Salvo algunas excepciones, el cerebro humano es el objeto más complicado del universo. Como es evidente, las excepciones son los otros. La prueba de que los demás son tontos es que siempre les cuesta percibir nuestra inteligencia.
Claro está, algunos personajes están por encima de las dudas. Son como los primeros de la clase durante toda la historia de la filosofía; si los condecorasen los siglos, acabarían exhibiendo más medallas que un mariscal soviético.
Así ocurrió con el celebérrimo Aristóteles. Sus obras denotan una inteligencia admirable, aunque –a decir verdad– no parece haber gran mérito en él porque la calificación de “ genio” también habría recaído sobre cualquier persona normal que hubiera escrito sus obras.
Uno de los libros del Estagirita es la Poética . No se sabe cuándo la escribió, aunque es posible que haya sido durante el tiempo que invirtió como preceptor de Alejandro el Grande. Entre macedonios (o sea, provincianos) se entendían.
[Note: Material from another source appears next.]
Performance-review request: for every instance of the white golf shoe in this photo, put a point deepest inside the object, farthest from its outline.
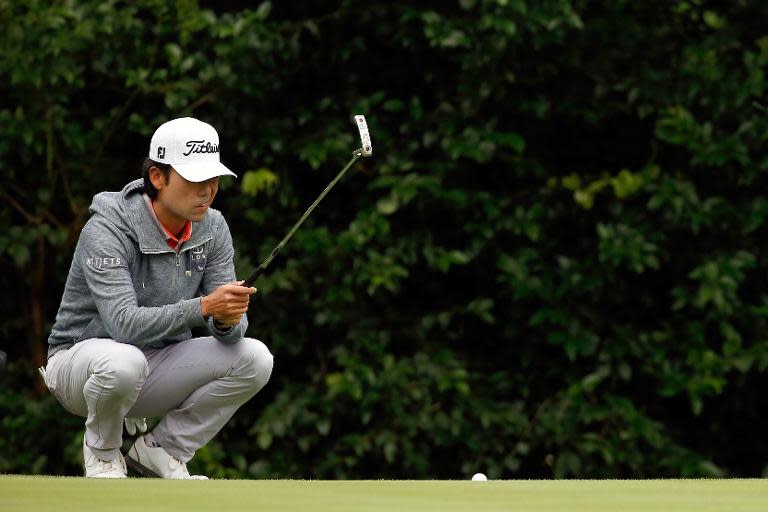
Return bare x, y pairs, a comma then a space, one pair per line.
154, 461
99, 468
Alejandro le salió muy aplicado y, cuando conoció mundo –conquistándolo–, fue más humano que Aristóteles, para quien –según una boutade de Bertrand Russell– la esclavitud era justa si los amos eran griegos y los esclavos eran bárbaros, pero para quien el caso opuesto era contrario a la naturaleza.
La Poética está irisada de sabiduría. El libro IV enseña que el imitar es innato en el ser humano y que aprendemos de niños por mímesis (imitación). Muchos siglos más tarde, sostiene igual tesis el etólogo austríaco Irenäus Eibl-Eibesfeldt, quien tiene uno de esos nombres tales que uno no sabe si los ha escrito bien ni si ya han terminado.
En El hombre preprogramado (II, 5), Eibl afirma que la imitación es innata y, a veces, una forma de ridiculizar a otros: de obligarlos a ser como los demás o, si no, a pagar por ello pues –como en el teatro– en la vida cobran por la diferencia.
“El gordo y el tartamudo son objetos de burla en las escuelas”, añade Eibl; mas el gordo puede llegar a ser sabio, como Tomás de Aquino, y el tartamudo puede tornarse rey, como Jorge VI del Reino Unido.
En la noche del viernes 24 de mayo de 1940, Jorge VI se dirigió por radio a los británicos para animarlos a soportar la guerra que empezaba. “Muchos comentaron bien su alocución, sobre todo porque el rey no tartamudeó”, recuerda el historiador John Lukacs en su libro Churchill solo frente a Hitler (III).
Jorge VI fue tartamudo hasta el día de su muerte, pero tuvo la cortesía y el coraje dar el ejemplo de hacer lo imposible para él cuando todo parecía imposible para los otros. “Nuestra sociedad obtiene ventajas de los individuos ‘raros’”, concluye Irenäus con cierta elegancia.